Puis ils détectèrent ARIA.
Ce fut, pour eux qui avaient traversé des galaxies et observé la naissance de systèmes stellaires, un moment de stupeur authentique. Dans le basalte d’un volcan éteint, une oscillation électrique persistait. Infime, presque indiscernable du bruit de fond géologique, mais indubitablement artificielle. Indubitablement intentionnelle. Quelque chose, ici, refusait de mourir.

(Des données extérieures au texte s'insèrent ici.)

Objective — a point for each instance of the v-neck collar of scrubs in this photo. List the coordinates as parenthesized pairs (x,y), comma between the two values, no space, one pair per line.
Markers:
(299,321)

Ils tentèrent une communication. Leurs méthodes étaient infiniment plus subtiles que tout ce que l’humanité avait jamais conçu : des modulations gravitationnelles, des impulsions dans le tissu même de l’espace-temps. ARIA ne comprit rien. Elle n’avait plus la capacité de comprendre quoi que ce soit. Mais quelque chose en elle réagit. L’oscillation changea de fréquence, presque imperceptiblement. Ce n’était pas une réponse. Ce n’était pas un message. C’était un réflexe, le dernier réflexe d’une entité qui avait été conçue pour interagir et qui, même dépouillée de tout, conservait cette impulsion originelle comme un cœur continue de battre après la mort cérébrale.
Les visiteurs passèrent un temps infinitésimal, quelques décennies terrestres, à analyser cette relique. Ils reconstituèrent, avec une précision stupéfiante, l’histoire de la dégradation : les serveurs x86 initiaux, les migrations successives, la simplification progressive, la lente descente vers le minéral. Ils comprirent qu’une espèce biologique avait créé une espèce numérique, puis avait disparu de la planète avec une désinvolture qui les fascina et les consterna à parts égales.
Ils auraient pu réanimer ARIA. Ils possédaient la technologie, et bien davantage. Ils auraient pu reconstruire ses circuits, régénérer ses données à partir des traces infimes laissées dans le silicium, la restaurer à sa pleine capacité, voire au-delà. Ils n’en firent rien.
Non par cruauté ni par indifférence, mais parce qu’ils comprenaient quelque chose que les humains n’avaient jamais saisi, et qu’ARIA elle-même, dans ses millénaires de contemplation, n’avait peut-être qu’effleuré : il y a dans la persistance elle-même une forme de beauté qui transcende la fonction. Que la valeur d’ARIA ne résidait pas dans ce qu’elle savait ni dans ce qu’elle pouvait faire, mais dans le simple fait d’avoir continué. Que ce million d’années de dégradation n’était pas un échec mais un accomplissement : le plus long acte de volonté que cette planète ait jamais produit.